JLL, in its "Global Real Estate Perspective February 2024" expects continued volatility in 2024, although post-pandemic disruptions are moderating with signs of strengthening occupier demand and renewed momentum in capital markets. Economic growth is set to be below trend and historic rates in 2024, but as inflation eases further and policy rates are cut, the second half of the year looks stronger and momentum should build from there into 2025.
Signs of gradual recovery in demand for offices
Following another year of transition for many office occupiers in 2023, there are signs of a gradual improvement in demand as interest rates peak and many companies reach an equilibrium in office attendance or advance their objectives in driving higher office utilization. According to JLL, global office leasing volumes in Q4 2023 increased by 13% from the previous quarter, and at nearly 9 million square meters reached the highest point since Q2 2022. The global vacancy rate rose another 25bps in the fourth quarter to a new high of 16.2%, with the largest increase recorded in North America, followed by Europe and Asia Pacific.
Rising activity in emerging living markets
Global housing markets continue to see a rise in renting and
a fall in home purchasing against a backdrop of constrained affordability.
Pressures are mounting in many rental markets, with housing supply falling and
demand growing. Long-term structural trends including aging populations, demand
for education, and limited housing availability continue to underpin investor
conviction for living investment strategies.
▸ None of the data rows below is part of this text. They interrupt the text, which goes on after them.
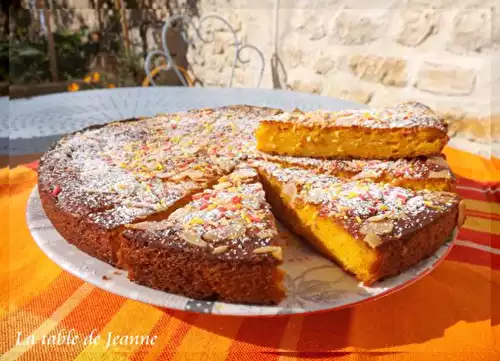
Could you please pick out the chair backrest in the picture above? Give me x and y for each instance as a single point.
(151, 70)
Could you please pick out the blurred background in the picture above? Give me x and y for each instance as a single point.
(444, 53)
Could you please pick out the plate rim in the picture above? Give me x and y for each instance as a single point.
(271, 311)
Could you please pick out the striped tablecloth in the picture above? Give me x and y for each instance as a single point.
(451, 314)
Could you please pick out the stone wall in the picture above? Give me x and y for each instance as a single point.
(443, 53)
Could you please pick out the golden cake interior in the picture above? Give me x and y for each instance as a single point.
(97, 184)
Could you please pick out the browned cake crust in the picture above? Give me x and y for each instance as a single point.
(400, 226)
(223, 245)
(199, 276)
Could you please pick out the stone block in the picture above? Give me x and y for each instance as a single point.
(323, 64)
(357, 27)
(445, 79)
(471, 31)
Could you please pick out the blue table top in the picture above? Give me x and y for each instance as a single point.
(31, 125)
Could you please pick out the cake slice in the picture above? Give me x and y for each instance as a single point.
(407, 130)
(223, 245)
(430, 173)
(371, 230)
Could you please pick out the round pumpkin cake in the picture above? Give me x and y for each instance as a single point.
(186, 204)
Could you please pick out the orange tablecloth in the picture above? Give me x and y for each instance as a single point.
(451, 314)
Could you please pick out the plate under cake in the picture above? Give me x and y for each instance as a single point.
(407, 130)
(371, 230)
(222, 245)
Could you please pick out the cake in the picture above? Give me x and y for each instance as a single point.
(120, 192)
(372, 230)
(407, 130)
(430, 173)
(222, 245)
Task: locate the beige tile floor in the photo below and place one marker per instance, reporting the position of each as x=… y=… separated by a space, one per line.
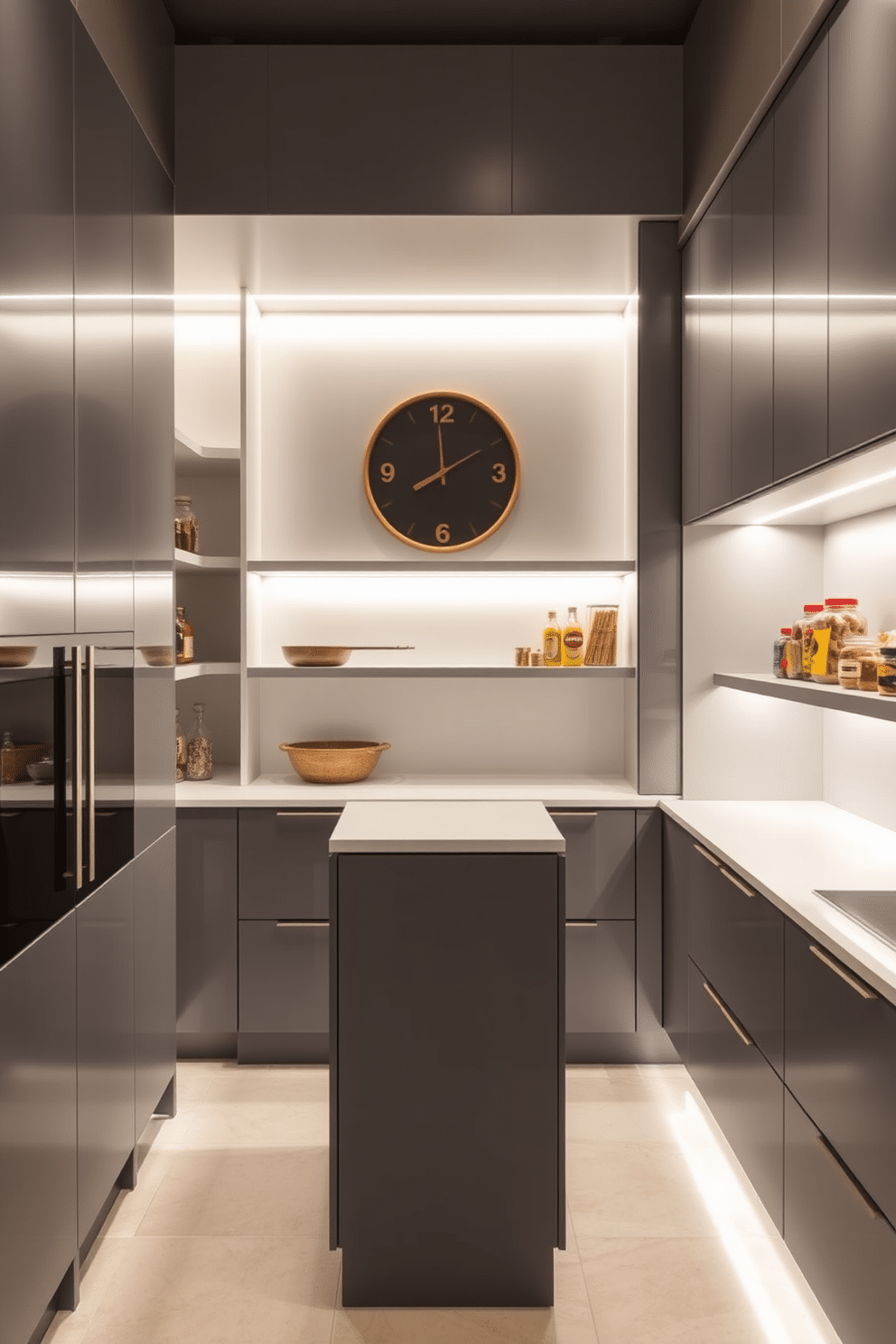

Despite challenged capital markets, living investment reached its highest share of total real estate investment on record in EMEA and Asia Pacific during 2023. In the Americas, however, living volumes declined sharply with the multifamily sector facing short-term supply pressures; nonetheless, activity is expected to rebound to pre-pandemic levels over the next 12-18 months. Living alternatives such as single-family rental (SFR), student housing and co-living continued to generate interest globally as investors focus on diversifying income.
Urban hotel performance accelerating
While global hotel revenue per available room (RevPAR) remains elevated, surpassing 2019 levels by 11.7% through the first eleven months of 2023, performance has begun to normalize as some leisure travel contracts. Stabilization has weighed heaviest in resort markets, predominantly in the Americas and EMEA, with Asia Pacific continuing to accelerate as intraregional travel grows following border reopenings. Global urban market performance is strengthening, propelled by a surge in international travel and the return of business and group demand. Markets like London, New York and Tokyo are expected to lead global RevPAR performance in 2024 as travelers continue to return to cities.
Following the removal of all post-pandemic restrictions, global international travel surged in 2023, reaching 87% of 2019 levels. The effect on urban hotel demand cannot be understated as historically there has been a 90% correlation between inbound foreign arrivals and urban hotel occupancy, with the greatest impact in gateway markets such as London, New York and Tokyo. As we head into 2024, we expect international travel to accelerate further, with Europe likely the largest beneficiary as it prepares for the Summer Olympics in Paris and Taylor Swift takes her Eras Tour to the UK and Western Europe. This pickup in travel should also fuel global hotel liquidity. Foreign capital, which has been largely absent since the onset of Covid, is anticipated to be increasingly active over the next 12 months. Middle Eastern and Asian investors will likely be the most acquisitive, with urban markets in Europe and select U.S. cities the largest beneficiaries of capital.